Exhibit 3.2.1
CERTIFICATE OF INCORPORATION
OF
US GOLD HOLDINGS CORPORATION
The undersigned, a natural person (the “Sole Incorporator”), for the purpose of organizing a corporation to conduct the business and promote the purposes hereinafter stated, under the provisions and subject to the requirements of the laws of the State of Delaware hereby certifies that:
I.
The name of this corporation is US Gold Holdings Corporation.
II.
The address of the registered office of the corporation in the State of Delaware is 1209 Orange Street, City of Wilmington, County of New Castle, Delaware 19801, and the name of the registered agent of the corporation in the State of Delaware at such address is The Corporation Trust Company.
III.
The purpose of this corporation is to engage in any lawful act or activity for which a corporation may be organized under the Delaware General Corporation Law (“DGCL”).
IV.
This corporation is authorized to issue only one class of stock, to be designated as Common Stock. The total number of shares which the corporation is authorized to issue is One Thousand (1,000), each having a par value of $0.0001.
V.
The management of the business and the conduct of the affairs of the corporation shall be vested in its Board of Directors. The number of directors which shall constitute the whole Board of Directors shall be fixed by the Board of Directors in the manner provided in the Bylaws.
VI.
The Board of Directors may from time to time adopt, amend, alter, supplement, rescind or repeal any or all of the bylaws of the Corporation without any action on the part of the stockholders; provided, however, that the stockholders may adopt, amend or repeal any bylaw adopted by the Board of Directors, and no amendment or supplement to the bylaws adopted by the Board of Directors shall vary or conflict with any amendment or supplement adopted by the stockholders.
VII.
A. A director of the Corporation shall, to the fullest extent permitted by the DGCL as it now exists or as it may hereafter be amended, not be personally liable to the Corporation or its stockholders for monetary damages for breach of fiduciary duty as a director, except for liability (i) for any breach of the director’s duty of loyalty to the Corporation or its stockholders, (ii) for acts or omissions not in good faith or which involve intentional misconduct or a knowing violation of law, (iii) under Section 174 of the DGCL, or (iv) for any transaction from which the director derived any improper personal benefit.
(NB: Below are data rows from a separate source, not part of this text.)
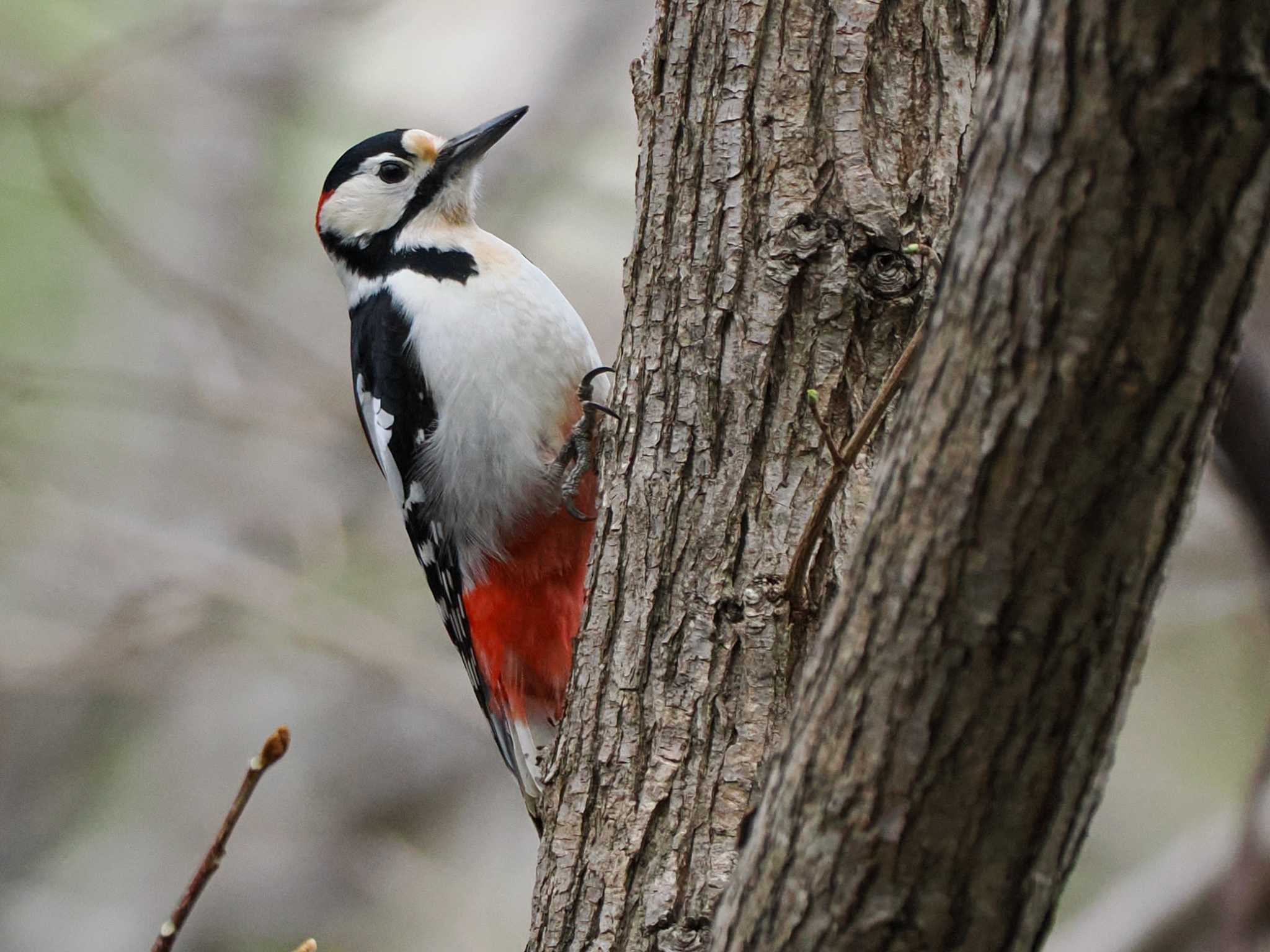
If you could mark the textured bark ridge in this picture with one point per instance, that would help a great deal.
(788, 151)
(953, 734)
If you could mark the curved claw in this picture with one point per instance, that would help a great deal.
(591, 375)
(590, 405)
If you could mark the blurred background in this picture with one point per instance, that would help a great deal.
(195, 545)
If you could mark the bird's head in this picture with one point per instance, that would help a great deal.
(397, 183)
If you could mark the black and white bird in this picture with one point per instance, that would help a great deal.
(474, 380)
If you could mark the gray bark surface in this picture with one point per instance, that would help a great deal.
(954, 730)
(788, 150)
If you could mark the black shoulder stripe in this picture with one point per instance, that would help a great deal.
(378, 259)
(454, 265)
(380, 335)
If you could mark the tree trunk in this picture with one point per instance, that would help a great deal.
(954, 730)
(786, 154)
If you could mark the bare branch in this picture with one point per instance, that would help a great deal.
(270, 754)
(842, 460)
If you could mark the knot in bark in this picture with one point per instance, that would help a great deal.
(889, 275)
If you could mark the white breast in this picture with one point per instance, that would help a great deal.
(502, 355)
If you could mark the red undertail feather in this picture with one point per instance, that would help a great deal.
(523, 617)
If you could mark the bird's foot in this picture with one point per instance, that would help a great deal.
(575, 457)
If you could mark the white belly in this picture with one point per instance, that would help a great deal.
(504, 356)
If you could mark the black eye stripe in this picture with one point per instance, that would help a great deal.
(391, 172)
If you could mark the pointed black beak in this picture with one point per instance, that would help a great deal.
(463, 151)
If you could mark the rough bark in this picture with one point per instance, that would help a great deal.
(954, 730)
(788, 151)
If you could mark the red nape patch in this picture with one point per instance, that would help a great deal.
(321, 203)
(525, 615)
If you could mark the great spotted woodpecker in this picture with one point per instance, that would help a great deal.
(474, 379)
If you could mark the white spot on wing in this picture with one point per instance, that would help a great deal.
(379, 425)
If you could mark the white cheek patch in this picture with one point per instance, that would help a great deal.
(379, 425)
(365, 205)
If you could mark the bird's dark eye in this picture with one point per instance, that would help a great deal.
(391, 172)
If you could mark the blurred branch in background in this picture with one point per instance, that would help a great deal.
(47, 104)
(1210, 888)
(1244, 446)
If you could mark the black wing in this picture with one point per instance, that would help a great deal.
(398, 415)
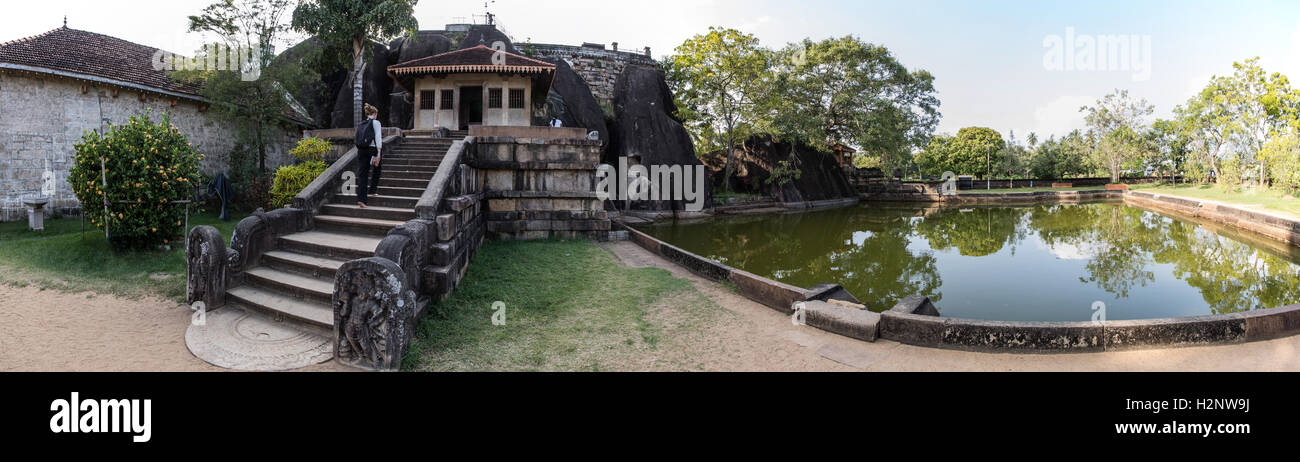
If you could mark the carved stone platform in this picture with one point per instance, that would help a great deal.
(247, 341)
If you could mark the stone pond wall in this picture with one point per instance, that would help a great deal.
(538, 188)
(40, 119)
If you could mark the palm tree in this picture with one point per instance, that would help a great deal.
(355, 22)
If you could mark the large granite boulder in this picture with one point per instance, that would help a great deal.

If the DGCL is amended to authorize corporate action further eliminating or limiting the personal liability of directors, then the liability of a director of the corporation shall be eliminated or limited to the fullest extent permitted by the DGCL, as so amended.
B. Any repeal or modification of this Article VII shall be prospective and shall not affect the rights under this Article VII in effect at the time of the alleged occurrence of any act or omission to act giving rise to liability or indemnification.
VIII.
The Corporation is authorized to indemnify its officers and directors, and may provide for advancement of the expenses of such persons, to the fullest extent provided by Section 145 of the DGCL. To the fullest extent permitted by applicable law, the Corporation is authorized to provide indemnification of (and advancement of expenses to) agents of the Corporation (and any other persons to which State law permits the Corporation to provide indemnification) through bylaw provisions, agreements with such agents or other persons, vote of stockholders or disinterested directors or otherwise, in excess of the indemnification and advancement otherwise permitted by Section 145 of the DGCL, subject only to limits created by applicable Delaware law (statutory or non-statutory), with respect to actions for breach of duty to the Corporation, its stockholders, and others.
Any amendment, repeal or modification of the foregoing provision of this Article VIII shall not adversely affect any right or protection of a director, officer, agent, or other person existing at the time of, or increase the liability of any director of the Corporation, with respect to any acts or omissions of such director, officer or agent occurring prior to, such amendment, repeal, modification or adoption.
IX.
The corporation reserves the right to amend, alter, change or repeal any provision contained in this Certificate of Incorporation, in the manner now or hereafter prescribed by statute, and all rights conferred upon the stockholders herein are granted subject to this reservation.
X.
The name and the mailing address of the Sole Incorporator is as follows:
Elizabeth Meier, Esq. |
Holme Roberts & Owen LLP
1700 Lincoln Street, Suite 4100
Denver, Colorado 80203
In Witness Whereof, this Certificate has been subscribed this 17th day of April, 2006 by the undersigned, who affirms that the statements made herein are true and correct.